Russia will allow oil major Exxon Mobil to spend $1.26 billion on Sakhalin-1 project in 2008, $576 million less than it had asked, as it found that studies of a pipeline to China are unnecessary.

The energy ministry said in a statement on Friday it had cut Sakhalin-1's $1.84 billion plan request in a move confirming earlier comments by state officials that Exxon should focus on supplies to the Russian domestic market rather than exports.

Exxon, the operator of the project offshore Russia's far eastern island of Sakhalin, wants to sell gas to China and reached a preliminary deal in 2004 to sell 8 billion cubic metres (bcm) of gas to the country per year.

But Russia's gas export monopoly Gazprom and state officials have repeatedly said that Sakhalin-1's output should be diverted to the growing domestic market, where prices are set to reach parity with export prices by 2011.

Exxon said the cut in the investment programme did not mean its Chinese plans were off the agenda. "We are still in talks with Gazprom," a said a spokeswoman for Exxon in Moscow.

Sakhalin-1 is a production sharing agreement (PSA), which excludes the project from Gazprom's legal monopoly on gas exports.

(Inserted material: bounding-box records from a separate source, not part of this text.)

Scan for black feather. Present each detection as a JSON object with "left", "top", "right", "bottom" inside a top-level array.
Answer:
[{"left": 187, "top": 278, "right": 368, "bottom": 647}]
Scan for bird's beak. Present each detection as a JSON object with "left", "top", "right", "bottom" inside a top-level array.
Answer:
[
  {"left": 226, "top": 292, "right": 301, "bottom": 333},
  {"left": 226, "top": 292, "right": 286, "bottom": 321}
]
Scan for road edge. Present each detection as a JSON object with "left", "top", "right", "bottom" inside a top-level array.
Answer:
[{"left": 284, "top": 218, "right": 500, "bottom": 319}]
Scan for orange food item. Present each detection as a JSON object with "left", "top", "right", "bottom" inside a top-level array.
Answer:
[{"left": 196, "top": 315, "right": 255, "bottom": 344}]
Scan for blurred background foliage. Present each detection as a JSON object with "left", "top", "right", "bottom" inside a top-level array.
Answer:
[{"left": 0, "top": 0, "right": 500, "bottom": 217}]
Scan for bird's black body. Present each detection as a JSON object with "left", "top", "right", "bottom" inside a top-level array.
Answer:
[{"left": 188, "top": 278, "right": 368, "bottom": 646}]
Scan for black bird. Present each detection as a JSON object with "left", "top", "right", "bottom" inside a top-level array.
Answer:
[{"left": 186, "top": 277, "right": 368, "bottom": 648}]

But the gas giant's influence in the region has increased significantly since it bought control over another major project in the region, Sakhalin-2, last year.

Exxon's partners in Sakhalin-1 are Russian state-controlled oil company Rosneft, India's ONGC and the Japanese consortium Sodeco. Sakhalin-1 is already producing around 250,000 barrels per day of crude oil.